[ofa-general] complib and cl_nodenamemap
Sean Hefty
sean.hefty at intel.com
Tue Mar 3 11:13:46 PST 2009
Sasha,
I'd like to see about doing 'something' with nodenamemap. Currently, it's part
of complib, but the interfaces and operation are not similar to other complib
type abstractions.
>From what I can tell, nodenamemap performs two abstractions. At a lower level,
it implements functionality similar to cl_map. The main difference is that
cl_map requires the user to allocate space for the object being inserted into
the map. If we add a new call to complib, we can provide an abstraction of the
functionality that nodenamemap requires:
cl_map_insert_copy(cl_map_t *p_map, uint64_t key,
void *p_object, size_t object_size);
There would be internal changes needed to free the object, plus changes to
cl_map_remove return values for copied objects.
At a higher level, nodenamemap parses an application specific file and stores
the contents of the file into a map. I'm not sure that this functionality
really belongs as a part of complib. But regardless, it makes more sense to me
to separate the parsing of the file from maintaining the data in a map.

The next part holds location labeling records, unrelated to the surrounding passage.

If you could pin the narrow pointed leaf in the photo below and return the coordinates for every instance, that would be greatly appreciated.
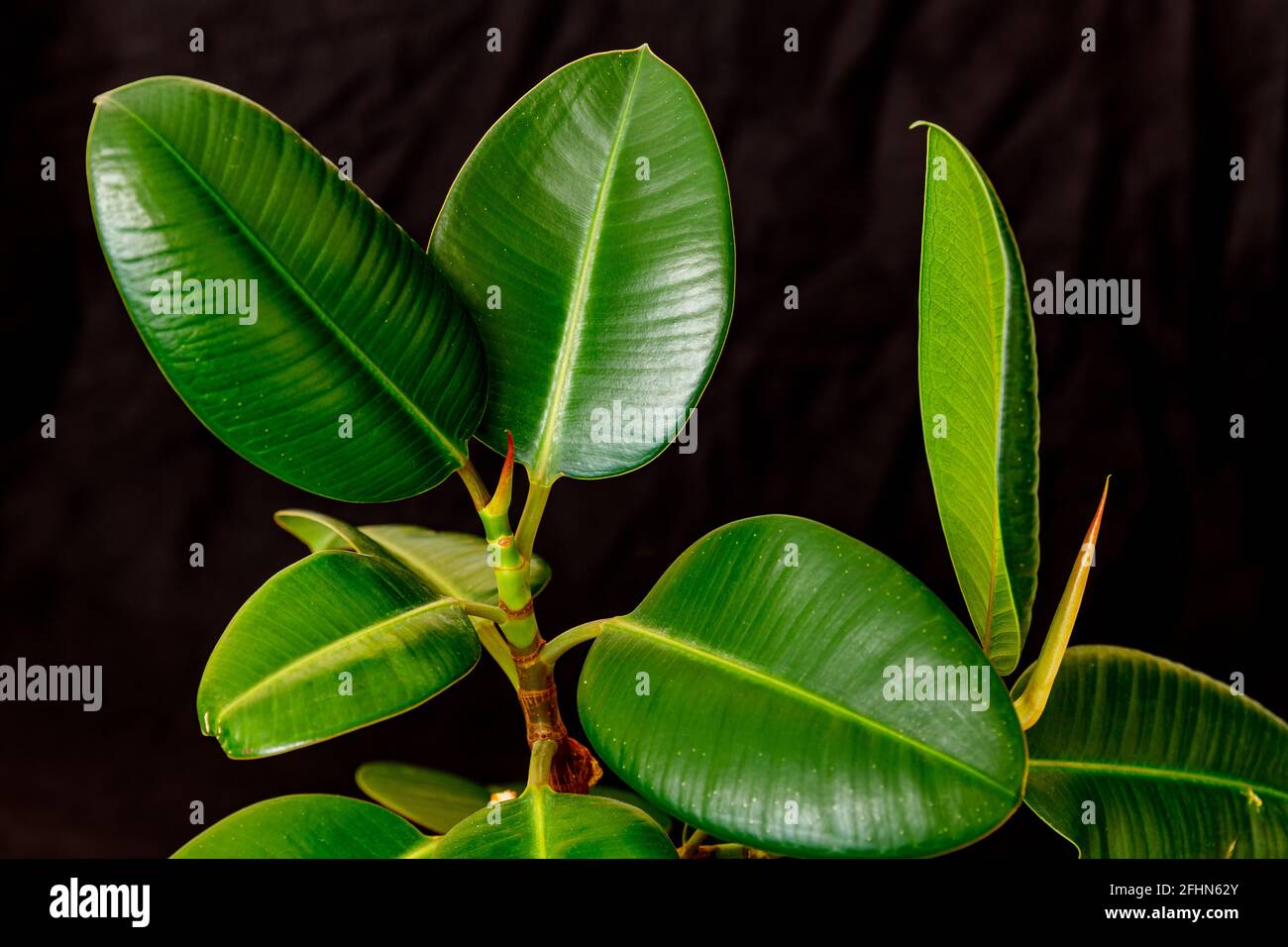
(321, 532)
(1136, 757)
(544, 823)
(979, 405)
(310, 826)
(592, 237)
(349, 320)
(769, 716)
(335, 642)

There's not a need to abstract opening or closing the file. So the only
functionality that's needed is parsing a line of input from the file. Each
application could link in the necessary code directly, the parsing code could go
into a new 'ibcommon' library (not really worth it for 1 call), or the file
format just needs to be generic enough to work with a wide variety of
applications (and maybe it already is).
Is it acceptable to change or remove the nodenamemap abstraction from complib,
and if so, is there a specific direction to take?